Acción constitucional de 2019
Posteriormente, en 2019, Alvarez presentó una acción de habeas data dentro del proceso n.° 09284-2019-02624, tramitado en una unidad judicial penal de Guayaquil. En esa sentencia se dispuso corregir datos de filiación y dejar sin efecto modificaciones anteriores.
En la denuncia también se señala que, dentro de esa acción constitucional, el Registro Civil “no fue citado ni vinculado como parte procesal”, pese a ser el custodio legal de la base de datos de identidad y la autoridad competente para ejecutar cambios registrales. Según el escrito, esta omisión “impidió que el Estado pudiera ejercer su derecho a la defensa o advertir sobre las inconsistencias documentales previas”.
Días atrás, el Registro Civil informó a este Diario que la sentencia constitucional de 2019 es la única vigente y que subsanó cualquier inconsistencia previa, además de señalar que los plazos para acciones administrativas respecto a la marginación de 2016 se encuentran prescritos.
No obstante, en la denuncia penal ahora presentada, la institución sostiene que la utilización de una presunta sentencia inexistente para inducir a error a la autoridad configuraría el delito de fraude procesal (art. 272 del COIP), así como el de falsificación y uso de documento falso (art. 328 del COIP).
Posible uso electoral en proceso deportivo
En el documento también se menciona que la modificación del año de nacimiento habría permitido a Alvarez cumplir con el requisito de edad mínima (35 años) para participar en las elecciones de la directiva de Barcelona Sporting Club en 2019.
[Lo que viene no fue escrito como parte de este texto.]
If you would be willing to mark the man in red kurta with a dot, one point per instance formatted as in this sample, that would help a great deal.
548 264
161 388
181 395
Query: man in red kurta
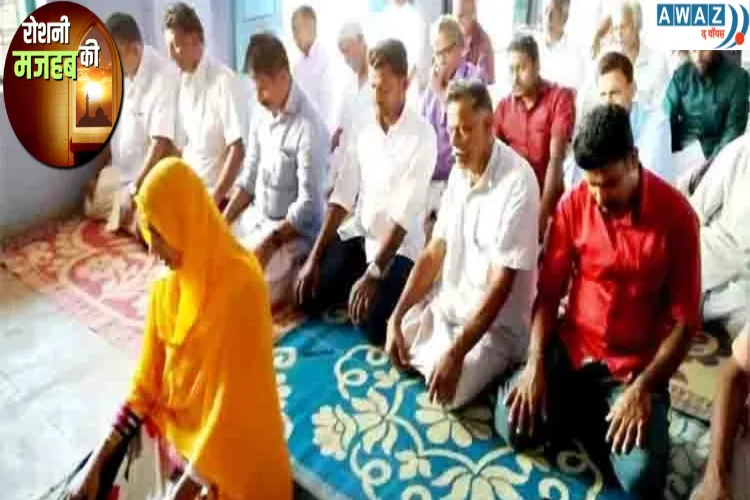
624 245
537 121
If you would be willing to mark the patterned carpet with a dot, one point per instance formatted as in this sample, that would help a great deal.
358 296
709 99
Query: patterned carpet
356 427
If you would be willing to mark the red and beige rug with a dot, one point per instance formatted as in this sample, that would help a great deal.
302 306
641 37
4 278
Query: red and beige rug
102 280
99 278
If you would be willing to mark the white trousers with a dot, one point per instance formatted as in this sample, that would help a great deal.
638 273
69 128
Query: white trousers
104 203
428 337
251 228
741 469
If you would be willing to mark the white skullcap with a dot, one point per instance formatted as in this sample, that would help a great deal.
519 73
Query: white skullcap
350 30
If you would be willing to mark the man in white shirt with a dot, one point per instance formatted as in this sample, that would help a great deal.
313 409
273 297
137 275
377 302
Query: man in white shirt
358 106
723 206
561 60
650 126
145 131
383 184
400 20
278 201
314 69
211 109
727 472
620 30
464 316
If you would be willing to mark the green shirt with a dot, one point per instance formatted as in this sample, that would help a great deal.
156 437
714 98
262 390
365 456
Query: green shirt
712 109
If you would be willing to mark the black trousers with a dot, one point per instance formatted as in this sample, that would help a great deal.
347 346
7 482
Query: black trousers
343 263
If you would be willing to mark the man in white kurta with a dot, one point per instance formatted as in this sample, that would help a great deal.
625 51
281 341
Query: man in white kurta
402 21
561 60
277 206
727 473
358 104
212 108
464 315
314 70
145 130
373 228
621 31
723 206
Como parte de las diligencias solicitadas, el Registro Civil pidió que se tome versión del alcalde, del exjuez mencionado, de sus padres y de exdirectivos del club, además de requerir documentación a la unidad judicial correspondiente y al equipo de fútbol.
Con esta denuncia, la Fiscalía deberá determinar si abre una investigación previa para verificar la autenticidad de la documentación y establecer si existen responsabilidades penales en el caso.